Great teachers come in many forms and can teach at different grade levels, but they all share one thing: a knack for building their classrooms specifically around their students’ needs. Since October 2014, NPR has been celebrating these excellent educators through their 50 Great Teachers multimedia series.
Sarah Hagan of Drumright High School in Oklahoma is determined to make trigonometry and algebra fun; she has brightened up every inch of her classroom with colors, teaches songs to memorize the quadratic formula and has her students glue each day’s lesson into notebooks in lieu of using actual textbooks. Another quirk in Hagan’s classroom is that she will not allow her students to fail. They receive an A, a B, or a Not Yet—which means they have to keep trying until they get at least a B. She’s been known to spend hours after school working with her students until they have learned the material and can make the grade. She is willing to do whatever it takes to engage with her students and help them succeed. The response to her dedication and outside–the–box approach has been wildly positive—on May 6, 2015, Drumright honored her by giving her the key to the city and declaring the day Sarah Hagan Day in her honor.

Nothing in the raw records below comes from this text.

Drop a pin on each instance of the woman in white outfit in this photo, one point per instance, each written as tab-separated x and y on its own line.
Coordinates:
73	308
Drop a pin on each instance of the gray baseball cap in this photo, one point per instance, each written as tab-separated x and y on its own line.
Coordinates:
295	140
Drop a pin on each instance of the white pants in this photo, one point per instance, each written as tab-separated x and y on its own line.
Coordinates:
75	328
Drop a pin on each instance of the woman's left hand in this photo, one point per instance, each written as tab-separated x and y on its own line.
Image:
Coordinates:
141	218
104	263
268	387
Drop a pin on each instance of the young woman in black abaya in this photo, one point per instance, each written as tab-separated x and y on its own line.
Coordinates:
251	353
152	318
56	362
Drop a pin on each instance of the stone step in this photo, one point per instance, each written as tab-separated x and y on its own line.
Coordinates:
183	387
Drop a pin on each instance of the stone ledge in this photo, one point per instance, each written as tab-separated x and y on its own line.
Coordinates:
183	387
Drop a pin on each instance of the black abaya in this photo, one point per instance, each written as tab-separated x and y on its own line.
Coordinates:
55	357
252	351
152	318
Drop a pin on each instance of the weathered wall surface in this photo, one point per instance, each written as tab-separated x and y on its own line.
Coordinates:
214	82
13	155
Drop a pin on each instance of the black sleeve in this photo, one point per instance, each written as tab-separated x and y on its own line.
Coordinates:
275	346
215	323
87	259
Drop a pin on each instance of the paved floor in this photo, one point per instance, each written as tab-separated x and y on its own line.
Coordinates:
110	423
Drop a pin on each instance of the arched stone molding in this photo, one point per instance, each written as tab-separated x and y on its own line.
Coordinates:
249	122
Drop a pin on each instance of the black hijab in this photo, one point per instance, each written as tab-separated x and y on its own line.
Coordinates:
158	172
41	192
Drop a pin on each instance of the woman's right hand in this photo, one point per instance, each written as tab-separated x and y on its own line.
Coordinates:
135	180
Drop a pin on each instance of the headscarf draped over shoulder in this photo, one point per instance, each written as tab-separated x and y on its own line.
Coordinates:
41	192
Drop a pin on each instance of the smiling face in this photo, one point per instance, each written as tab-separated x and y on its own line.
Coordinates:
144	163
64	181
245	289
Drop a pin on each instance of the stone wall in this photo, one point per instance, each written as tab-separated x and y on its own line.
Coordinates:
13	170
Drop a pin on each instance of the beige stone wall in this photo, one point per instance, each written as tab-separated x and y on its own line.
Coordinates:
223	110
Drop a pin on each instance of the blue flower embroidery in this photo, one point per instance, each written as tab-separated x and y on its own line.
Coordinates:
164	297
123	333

I had a teacher a lot like Sarah Hagan once, back in fifth grade at Park Avenue Elementary School in Connecticut. In his class, Mr. Krafick had a unique program, one that I loved and maybe somewhat abused: a rewards system where you could earn free time based on how much you read. I already enjoyed reading at that age, but once it was incentivized, I became a maniac; I would read constantly—on the bus to and from school, during lunch and recess—everywhere I could. And when I earned my precious free time, I mainly just read to earn even more free time, like I was in my own personal pyramid scheme.
Looking back more than ten years later, I’m a big fan of Mr. Krafick’s methods for teaching me to love books. I can’t be the only one, either: in 2007, he became the principal of Park Avenue School.
It could have totally backfired for Ms. Hagan to decide not to use textbooks or for Mr. Krafick to let students essentially skip portions of lessons. But in both cases, the teachers trusted that they knew what was best for their classroom and were able to have lasting impacts on their students. To me, that willingness to personalize the classroom and take risks is the mark of a great teacher.
Did You Know?
According to a 2013 Pew Research survey asking Americans which professions they think contribute the most to society, teachers ranked second, behind only the military.